Even with medications available to control it, high blood pressure remains a “silent killer” in the United States that affects a large portion of the population. That’s why clinicians recommend some patients to monitor their blood pressure at home, and to share that info with clinicians to help guide treatment decisions, Cohen said.

The home monitors may be more expensive than an app, which are often free, but they’re still relatively affordable and easy to access. Stores such as Walmart and Amazon.com sell automated blood pressure monitors and, in some cases, insurance companies will cover the costs.

“Self-monitoring blood pressure definitely helps improve outcomes, and we really encourage that, but using a methodology that is not validated is really a waste of time,” she said. “You shouldn’t make any clinical decision based on it.”

Kiosks are a problem, too, because they are not standardized and rarely calibrated, the authors said. Appropriate cuff sizes are also often unavailable, leading to falsely high readings if the cuff is too small, and low readings if it’s too big.

“Without longitudinal data showing the value of these apps or kiosks…practitioners cannot provide sensible, informed advice to patients regarding these devices, and their use should not be encouraged,” they wrote.

What also alarms Cohen is the lack of involvement from the research community. Less than five percent of blood pressure apps were developed with academic input, she said, and the literature shows that they work poorly.

A 2015 report from the IMS Institute for Healthcare Informatics puts the number of available health and wellness apps at 165,000, but that was two years ago, so many more have likely been added.
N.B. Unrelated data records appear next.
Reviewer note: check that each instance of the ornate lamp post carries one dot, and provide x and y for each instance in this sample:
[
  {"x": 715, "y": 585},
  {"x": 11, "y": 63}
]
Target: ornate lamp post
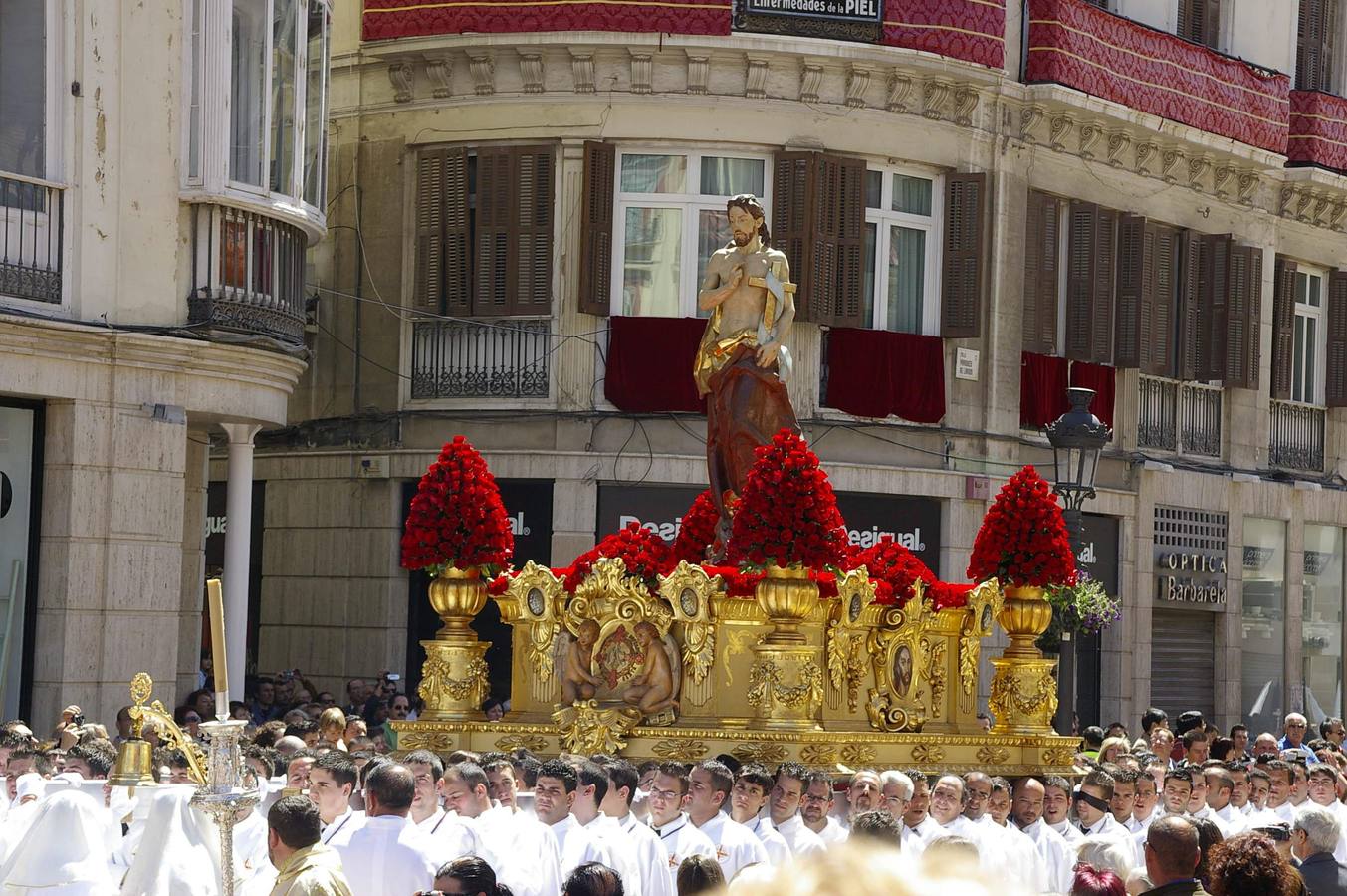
[{"x": 1078, "y": 438}]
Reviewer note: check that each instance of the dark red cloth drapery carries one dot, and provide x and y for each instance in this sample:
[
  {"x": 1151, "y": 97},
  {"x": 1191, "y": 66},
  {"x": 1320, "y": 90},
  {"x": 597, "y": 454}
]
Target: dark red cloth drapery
[
  {"x": 1042, "y": 389},
  {"x": 649, "y": 364},
  {"x": 1102, "y": 378},
  {"x": 880, "y": 373}
]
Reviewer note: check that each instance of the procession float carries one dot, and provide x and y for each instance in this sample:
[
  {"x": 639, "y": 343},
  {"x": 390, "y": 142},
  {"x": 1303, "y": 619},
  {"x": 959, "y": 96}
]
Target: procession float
[{"x": 758, "y": 632}]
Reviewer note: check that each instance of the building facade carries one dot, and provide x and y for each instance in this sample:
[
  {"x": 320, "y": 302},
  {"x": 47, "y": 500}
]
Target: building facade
[
  {"x": 983, "y": 204},
  {"x": 160, "y": 176}
]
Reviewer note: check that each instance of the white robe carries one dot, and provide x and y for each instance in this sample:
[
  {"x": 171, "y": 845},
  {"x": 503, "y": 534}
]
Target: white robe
[
  {"x": 578, "y": 846},
  {"x": 388, "y": 857},
  {"x": 651, "y": 856},
  {"x": 778, "y": 850},
  {"x": 682, "y": 838},
  {"x": 522, "y": 850},
  {"x": 797, "y": 837},
  {"x": 736, "y": 845}
]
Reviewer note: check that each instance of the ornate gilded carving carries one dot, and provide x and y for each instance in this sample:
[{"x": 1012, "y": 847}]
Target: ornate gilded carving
[
  {"x": 588, "y": 728},
  {"x": 901, "y": 698},
  {"x": 522, "y": 742},
  {"x": 926, "y": 754},
  {"x": 993, "y": 755},
  {"x": 680, "y": 748},
  {"x": 689, "y": 590},
  {"x": 760, "y": 752}
]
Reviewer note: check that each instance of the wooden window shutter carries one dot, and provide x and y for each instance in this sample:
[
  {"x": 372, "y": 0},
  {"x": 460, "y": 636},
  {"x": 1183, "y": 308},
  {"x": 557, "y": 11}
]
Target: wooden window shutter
[
  {"x": 1335, "y": 358},
  {"x": 442, "y": 279},
  {"x": 964, "y": 270},
  {"x": 1132, "y": 279},
  {"x": 1282, "y": 328},
  {"x": 792, "y": 221},
  {"x": 597, "y": 228},
  {"x": 530, "y": 278},
  {"x": 1040, "y": 274},
  {"x": 1214, "y": 294},
  {"x": 1243, "y": 310}
]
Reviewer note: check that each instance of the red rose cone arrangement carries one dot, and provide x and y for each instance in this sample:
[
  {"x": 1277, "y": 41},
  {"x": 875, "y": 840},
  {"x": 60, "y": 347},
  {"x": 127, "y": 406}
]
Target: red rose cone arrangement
[
  {"x": 1022, "y": 540},
  {"x": 457, "y": 518}
]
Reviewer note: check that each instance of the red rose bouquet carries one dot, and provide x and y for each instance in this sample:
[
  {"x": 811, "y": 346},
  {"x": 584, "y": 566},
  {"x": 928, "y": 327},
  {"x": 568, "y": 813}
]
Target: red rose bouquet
[
  {"x": 457, "y": 518},
  {"x": 786, "y": 514},
  {"x": 643, "y": 552},
  {"x": 1023, "y": 540},
  {"x": 697, "y": 531}
]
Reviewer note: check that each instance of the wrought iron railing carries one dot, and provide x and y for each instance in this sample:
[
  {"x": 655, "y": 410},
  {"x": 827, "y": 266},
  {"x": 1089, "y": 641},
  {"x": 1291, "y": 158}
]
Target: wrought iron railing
[
  {"x": 247, "y": 273},
  {"x": 1178, "y": 416},
  {"x": 1296, "y": 437},
  {"x": 31, "y": 237},
  {"x": 506, "y": 358}
]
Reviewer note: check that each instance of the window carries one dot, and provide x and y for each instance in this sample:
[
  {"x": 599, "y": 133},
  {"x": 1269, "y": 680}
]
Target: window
[
  {"x": 1307, "y": 378},
  {"x": 901, "y": 262},
  {"x": 670, "y": 221},
  {"x": 278, "y": 92}
]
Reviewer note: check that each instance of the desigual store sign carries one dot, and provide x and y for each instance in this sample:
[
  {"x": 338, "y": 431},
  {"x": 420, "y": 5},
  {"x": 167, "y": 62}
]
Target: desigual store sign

What hasn’t changed is that most don’t need U.S. Food and Drug Administration approval to ensure their effectiveness or safety.

Clinically proven blood pressure apps certainly aren’t out of reach, Cohen said, but it will take more oversight and collaboration from both researchers and the Association of for the Advancement of Medical Instrumentation (AAMI), an organization that set standards for medical technology, to make that happen.

“If they all worked together, they could honestly have a huge role in developing these apps,” she said. “But we’re not there yet.”